Quanto può incidere sul benessere quotidiano?
“Moltissimo. La FoMo porta con sé ansia, stress, irrequietezza. Chi ne soffre sente il bisogno continuo di controllare tutto, di sapere cosa fanno gli altri, e valuta sé stesso solo in relazione agli altri. È un meccanismo mentale faticoso, che logora. La FoMo in qualche modo esiste da sempre, anche prima dei social. La differenza è che oggi la tecnologia ne ha amplificato la portata. Chi non si è mai sentito escluso da un’uscita tra amici o da un evento familiare? Ora però tutto è visibile in tempo reale: foto, video, stories. Questo intensifica il senso di esclusione. I più giovani sono i più colpiti, perché vivono immersi nel virtuale. In sostanza, si tratta di una forma di ansia sociale: il timore ossessivo che gli altri stiano vivendo esperienze gratificanti senza di noi”.
Quali sono i segnali a cui prestare attenzione?

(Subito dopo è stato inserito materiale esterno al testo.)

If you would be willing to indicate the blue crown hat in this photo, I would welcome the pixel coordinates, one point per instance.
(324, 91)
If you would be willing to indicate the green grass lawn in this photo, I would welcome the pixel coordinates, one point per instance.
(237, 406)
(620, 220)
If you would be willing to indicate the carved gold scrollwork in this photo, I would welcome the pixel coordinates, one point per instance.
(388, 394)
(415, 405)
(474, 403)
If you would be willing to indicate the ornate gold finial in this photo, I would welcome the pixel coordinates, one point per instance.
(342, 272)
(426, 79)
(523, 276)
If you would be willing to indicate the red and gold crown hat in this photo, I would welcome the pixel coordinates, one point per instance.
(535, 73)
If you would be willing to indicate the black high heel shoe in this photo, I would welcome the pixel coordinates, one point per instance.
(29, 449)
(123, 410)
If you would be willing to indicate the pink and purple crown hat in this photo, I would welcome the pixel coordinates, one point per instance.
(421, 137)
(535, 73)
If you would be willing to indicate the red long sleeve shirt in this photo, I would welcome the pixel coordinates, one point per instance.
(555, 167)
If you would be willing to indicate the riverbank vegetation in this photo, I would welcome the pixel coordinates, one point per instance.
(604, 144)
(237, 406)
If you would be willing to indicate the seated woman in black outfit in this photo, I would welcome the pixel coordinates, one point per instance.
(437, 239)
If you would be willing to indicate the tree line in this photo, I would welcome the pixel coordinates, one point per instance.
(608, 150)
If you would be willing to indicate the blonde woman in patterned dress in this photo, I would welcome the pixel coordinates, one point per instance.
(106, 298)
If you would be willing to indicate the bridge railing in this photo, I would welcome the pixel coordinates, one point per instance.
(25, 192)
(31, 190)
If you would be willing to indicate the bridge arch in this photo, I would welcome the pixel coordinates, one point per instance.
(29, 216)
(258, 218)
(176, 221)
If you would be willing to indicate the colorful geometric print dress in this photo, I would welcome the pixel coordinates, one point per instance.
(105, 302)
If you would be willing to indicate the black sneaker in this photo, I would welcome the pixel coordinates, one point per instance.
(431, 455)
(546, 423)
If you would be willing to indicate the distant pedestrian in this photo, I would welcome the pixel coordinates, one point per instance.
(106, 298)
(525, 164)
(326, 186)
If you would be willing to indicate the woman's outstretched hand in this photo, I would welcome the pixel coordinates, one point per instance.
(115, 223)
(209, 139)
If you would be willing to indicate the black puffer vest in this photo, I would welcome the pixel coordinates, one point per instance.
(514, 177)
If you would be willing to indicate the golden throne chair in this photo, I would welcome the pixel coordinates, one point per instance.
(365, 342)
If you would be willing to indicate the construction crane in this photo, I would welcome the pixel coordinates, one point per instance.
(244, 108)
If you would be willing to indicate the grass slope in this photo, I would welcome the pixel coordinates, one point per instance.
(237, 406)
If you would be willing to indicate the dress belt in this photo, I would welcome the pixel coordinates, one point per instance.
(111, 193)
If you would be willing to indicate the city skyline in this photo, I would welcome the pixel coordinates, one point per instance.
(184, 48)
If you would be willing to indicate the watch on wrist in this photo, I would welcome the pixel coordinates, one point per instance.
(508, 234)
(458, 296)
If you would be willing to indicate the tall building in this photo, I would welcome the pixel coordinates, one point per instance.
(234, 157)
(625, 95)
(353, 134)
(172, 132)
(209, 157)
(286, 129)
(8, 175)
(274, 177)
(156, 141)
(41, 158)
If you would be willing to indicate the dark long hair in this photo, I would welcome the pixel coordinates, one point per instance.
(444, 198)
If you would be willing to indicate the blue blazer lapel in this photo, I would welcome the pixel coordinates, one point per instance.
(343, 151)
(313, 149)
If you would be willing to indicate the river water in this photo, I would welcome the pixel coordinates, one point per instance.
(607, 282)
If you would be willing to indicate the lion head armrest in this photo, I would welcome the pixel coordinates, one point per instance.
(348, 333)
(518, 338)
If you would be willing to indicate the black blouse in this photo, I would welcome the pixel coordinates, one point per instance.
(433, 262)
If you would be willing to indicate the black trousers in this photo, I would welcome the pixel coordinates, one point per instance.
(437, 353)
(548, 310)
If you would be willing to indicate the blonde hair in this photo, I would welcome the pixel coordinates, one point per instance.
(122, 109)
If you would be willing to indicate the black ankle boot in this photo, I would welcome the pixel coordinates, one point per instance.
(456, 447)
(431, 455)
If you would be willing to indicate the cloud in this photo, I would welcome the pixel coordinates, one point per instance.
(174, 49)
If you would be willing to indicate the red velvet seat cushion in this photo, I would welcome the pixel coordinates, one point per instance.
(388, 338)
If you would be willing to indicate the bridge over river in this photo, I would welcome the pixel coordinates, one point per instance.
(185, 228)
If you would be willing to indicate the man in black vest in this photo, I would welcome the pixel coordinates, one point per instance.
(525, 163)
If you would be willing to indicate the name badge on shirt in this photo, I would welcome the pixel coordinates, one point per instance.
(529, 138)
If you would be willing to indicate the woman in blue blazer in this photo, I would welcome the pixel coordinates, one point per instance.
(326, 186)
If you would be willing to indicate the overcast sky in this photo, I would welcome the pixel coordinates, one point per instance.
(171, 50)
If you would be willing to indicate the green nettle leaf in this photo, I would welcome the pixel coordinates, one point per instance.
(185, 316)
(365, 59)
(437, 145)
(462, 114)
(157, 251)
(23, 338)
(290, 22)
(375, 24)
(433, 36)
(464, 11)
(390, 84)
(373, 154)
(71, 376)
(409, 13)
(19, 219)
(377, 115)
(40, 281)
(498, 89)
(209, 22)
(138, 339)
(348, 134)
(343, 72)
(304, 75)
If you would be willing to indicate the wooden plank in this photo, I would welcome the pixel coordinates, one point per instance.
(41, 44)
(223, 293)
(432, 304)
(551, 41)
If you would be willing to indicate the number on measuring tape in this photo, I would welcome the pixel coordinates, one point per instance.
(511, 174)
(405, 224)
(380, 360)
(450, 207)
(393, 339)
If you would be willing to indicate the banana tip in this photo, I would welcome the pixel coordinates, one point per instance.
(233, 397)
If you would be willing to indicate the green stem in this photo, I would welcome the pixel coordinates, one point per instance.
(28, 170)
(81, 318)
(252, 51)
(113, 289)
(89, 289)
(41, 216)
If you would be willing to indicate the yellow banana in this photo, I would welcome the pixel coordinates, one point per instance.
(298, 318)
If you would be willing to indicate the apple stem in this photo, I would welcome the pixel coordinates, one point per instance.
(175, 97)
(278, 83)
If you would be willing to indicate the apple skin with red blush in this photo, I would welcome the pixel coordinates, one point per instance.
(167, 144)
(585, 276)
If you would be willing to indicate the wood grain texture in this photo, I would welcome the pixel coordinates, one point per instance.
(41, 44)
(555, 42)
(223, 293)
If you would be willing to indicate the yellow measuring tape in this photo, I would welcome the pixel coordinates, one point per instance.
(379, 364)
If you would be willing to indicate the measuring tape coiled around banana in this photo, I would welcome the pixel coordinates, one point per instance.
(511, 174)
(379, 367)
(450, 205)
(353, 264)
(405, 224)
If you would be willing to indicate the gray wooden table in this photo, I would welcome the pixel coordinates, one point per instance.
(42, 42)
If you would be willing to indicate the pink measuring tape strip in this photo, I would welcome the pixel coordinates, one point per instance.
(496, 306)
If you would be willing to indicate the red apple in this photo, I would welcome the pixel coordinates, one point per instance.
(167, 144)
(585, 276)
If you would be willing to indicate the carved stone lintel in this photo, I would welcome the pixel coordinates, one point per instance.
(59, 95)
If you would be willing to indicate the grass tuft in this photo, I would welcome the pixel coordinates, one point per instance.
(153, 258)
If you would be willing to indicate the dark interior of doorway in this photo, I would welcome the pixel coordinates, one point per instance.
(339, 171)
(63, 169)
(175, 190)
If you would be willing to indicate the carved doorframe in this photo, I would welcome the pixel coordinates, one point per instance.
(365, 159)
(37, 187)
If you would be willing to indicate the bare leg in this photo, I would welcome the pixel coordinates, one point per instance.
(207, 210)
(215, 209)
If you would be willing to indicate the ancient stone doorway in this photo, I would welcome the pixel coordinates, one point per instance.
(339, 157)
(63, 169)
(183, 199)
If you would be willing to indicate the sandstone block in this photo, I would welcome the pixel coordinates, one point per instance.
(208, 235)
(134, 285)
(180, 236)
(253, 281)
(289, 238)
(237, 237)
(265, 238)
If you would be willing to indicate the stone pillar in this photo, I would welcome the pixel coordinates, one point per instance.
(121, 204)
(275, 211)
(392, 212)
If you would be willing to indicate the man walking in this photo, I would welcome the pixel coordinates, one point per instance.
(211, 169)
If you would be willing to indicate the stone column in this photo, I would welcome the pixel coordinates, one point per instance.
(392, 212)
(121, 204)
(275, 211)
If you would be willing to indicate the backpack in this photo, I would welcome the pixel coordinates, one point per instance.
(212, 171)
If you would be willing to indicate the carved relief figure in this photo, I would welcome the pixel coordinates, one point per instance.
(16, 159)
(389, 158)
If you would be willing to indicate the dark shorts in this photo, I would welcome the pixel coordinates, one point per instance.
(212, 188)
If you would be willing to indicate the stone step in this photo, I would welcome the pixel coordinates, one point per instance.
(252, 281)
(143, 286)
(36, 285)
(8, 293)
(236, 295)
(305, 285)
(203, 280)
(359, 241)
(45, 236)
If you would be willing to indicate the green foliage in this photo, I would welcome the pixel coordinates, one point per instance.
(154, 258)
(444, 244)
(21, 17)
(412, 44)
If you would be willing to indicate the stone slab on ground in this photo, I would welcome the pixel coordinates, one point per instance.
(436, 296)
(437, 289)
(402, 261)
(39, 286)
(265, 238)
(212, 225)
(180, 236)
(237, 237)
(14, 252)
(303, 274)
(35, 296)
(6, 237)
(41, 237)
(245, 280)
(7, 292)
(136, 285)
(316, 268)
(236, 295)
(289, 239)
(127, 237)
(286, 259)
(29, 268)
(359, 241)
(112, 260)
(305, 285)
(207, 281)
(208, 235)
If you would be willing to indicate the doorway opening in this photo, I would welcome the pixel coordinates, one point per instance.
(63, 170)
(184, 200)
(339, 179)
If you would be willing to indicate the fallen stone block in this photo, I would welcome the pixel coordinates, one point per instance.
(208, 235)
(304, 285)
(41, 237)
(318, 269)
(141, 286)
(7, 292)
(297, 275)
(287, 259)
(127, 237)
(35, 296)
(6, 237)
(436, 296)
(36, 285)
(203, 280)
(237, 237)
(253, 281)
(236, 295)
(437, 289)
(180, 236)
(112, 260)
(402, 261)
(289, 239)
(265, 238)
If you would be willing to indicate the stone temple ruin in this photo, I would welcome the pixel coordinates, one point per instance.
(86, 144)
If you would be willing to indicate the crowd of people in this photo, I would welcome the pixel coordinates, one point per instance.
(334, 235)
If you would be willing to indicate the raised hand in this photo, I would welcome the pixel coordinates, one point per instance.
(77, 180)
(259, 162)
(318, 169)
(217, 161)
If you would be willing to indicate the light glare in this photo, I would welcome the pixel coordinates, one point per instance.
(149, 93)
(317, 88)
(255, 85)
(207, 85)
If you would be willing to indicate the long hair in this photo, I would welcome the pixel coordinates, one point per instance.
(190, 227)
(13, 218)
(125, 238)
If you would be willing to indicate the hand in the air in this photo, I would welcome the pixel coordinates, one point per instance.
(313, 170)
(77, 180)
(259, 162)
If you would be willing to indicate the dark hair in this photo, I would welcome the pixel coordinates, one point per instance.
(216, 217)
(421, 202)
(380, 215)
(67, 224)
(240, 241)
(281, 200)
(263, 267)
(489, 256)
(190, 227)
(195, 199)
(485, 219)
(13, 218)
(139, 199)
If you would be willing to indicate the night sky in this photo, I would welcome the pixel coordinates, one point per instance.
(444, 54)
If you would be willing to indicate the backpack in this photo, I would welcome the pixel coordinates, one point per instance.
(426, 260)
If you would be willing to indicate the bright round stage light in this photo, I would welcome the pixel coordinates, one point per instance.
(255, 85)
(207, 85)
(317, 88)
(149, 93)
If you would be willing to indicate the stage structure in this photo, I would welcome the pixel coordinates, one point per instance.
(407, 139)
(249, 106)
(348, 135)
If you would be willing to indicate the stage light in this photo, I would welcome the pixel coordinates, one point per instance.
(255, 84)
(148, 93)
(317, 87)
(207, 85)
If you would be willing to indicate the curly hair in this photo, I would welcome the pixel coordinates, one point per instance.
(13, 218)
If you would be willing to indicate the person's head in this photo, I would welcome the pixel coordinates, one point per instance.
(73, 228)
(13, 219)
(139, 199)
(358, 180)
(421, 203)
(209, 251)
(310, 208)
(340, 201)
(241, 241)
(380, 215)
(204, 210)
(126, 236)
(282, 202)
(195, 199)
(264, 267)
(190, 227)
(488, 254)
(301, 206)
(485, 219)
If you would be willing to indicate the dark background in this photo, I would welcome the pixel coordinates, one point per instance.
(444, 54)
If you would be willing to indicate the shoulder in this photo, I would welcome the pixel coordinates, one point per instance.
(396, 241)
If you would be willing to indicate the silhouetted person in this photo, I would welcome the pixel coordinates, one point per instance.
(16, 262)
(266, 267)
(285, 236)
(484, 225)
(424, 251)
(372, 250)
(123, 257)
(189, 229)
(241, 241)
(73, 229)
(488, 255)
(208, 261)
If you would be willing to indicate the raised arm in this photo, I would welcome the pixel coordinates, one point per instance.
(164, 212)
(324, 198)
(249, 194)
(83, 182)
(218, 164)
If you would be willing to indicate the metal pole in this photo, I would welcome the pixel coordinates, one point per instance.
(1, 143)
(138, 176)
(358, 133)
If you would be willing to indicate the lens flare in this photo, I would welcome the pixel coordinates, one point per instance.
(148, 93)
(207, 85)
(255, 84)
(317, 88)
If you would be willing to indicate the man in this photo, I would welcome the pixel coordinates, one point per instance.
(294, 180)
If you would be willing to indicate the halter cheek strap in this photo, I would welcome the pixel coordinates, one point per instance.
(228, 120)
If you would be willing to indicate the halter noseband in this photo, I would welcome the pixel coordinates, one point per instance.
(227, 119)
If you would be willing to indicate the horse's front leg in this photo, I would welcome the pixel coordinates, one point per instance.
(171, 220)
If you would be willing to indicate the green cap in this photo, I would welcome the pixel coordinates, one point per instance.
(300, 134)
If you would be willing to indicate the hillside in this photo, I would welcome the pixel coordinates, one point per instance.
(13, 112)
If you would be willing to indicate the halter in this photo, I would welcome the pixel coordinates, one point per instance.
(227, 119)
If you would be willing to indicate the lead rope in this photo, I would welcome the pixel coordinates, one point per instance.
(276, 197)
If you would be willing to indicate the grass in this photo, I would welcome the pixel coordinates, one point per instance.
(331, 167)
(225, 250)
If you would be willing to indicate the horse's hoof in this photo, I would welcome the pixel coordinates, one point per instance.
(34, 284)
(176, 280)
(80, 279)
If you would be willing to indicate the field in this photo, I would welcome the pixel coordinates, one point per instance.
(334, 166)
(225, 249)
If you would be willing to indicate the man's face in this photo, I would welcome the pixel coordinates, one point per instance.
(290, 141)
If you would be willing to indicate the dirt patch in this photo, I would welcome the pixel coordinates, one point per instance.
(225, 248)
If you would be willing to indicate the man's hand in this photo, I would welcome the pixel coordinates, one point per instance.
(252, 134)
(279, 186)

“Controllo ossessivo dei social, difficoltà a concentrarsi, irritabilità, insonnia, relazioni familiari compromesse, ansia costante, umore depresso. La persona è insoddisfatta della propria vita, sente di non valere, vive nel confronto continuo con gli altri. Ma non sempre la FoMo si trasforma in un disturbo clinico. In molti casi si tratta solo di una fase passeggera, legata a momenti di fragilità o vuoti affettivi. Quando l’attenzione si sposta su attività più gratificanti – una passione, uno sport, un nuovo progetto – la paura di essere tagliati fuori tende a diminuire. Ecco perché è importante favorire le attività all’aperto, specie ora che la stagione estiva lo permette di più”.
Quando rivolgersi allo psicologo?
“Se il disagio dura da mesi e condiziona pesantemente la qualità della vita, è importante rivolgersi a un professionista. La psicoterapia, in particolare, il lavoro sull’autostima e sulla riscoperta delle proprie risorse personali, può rivelarsi molto efficace. Anche il ruolo della famiglia è centrale. Offrire ascolto, non minimizzare i segnali d’allarme e sostenere la persona nel ritrovare equilibrio e autovalutazione sana può fare la differenza”.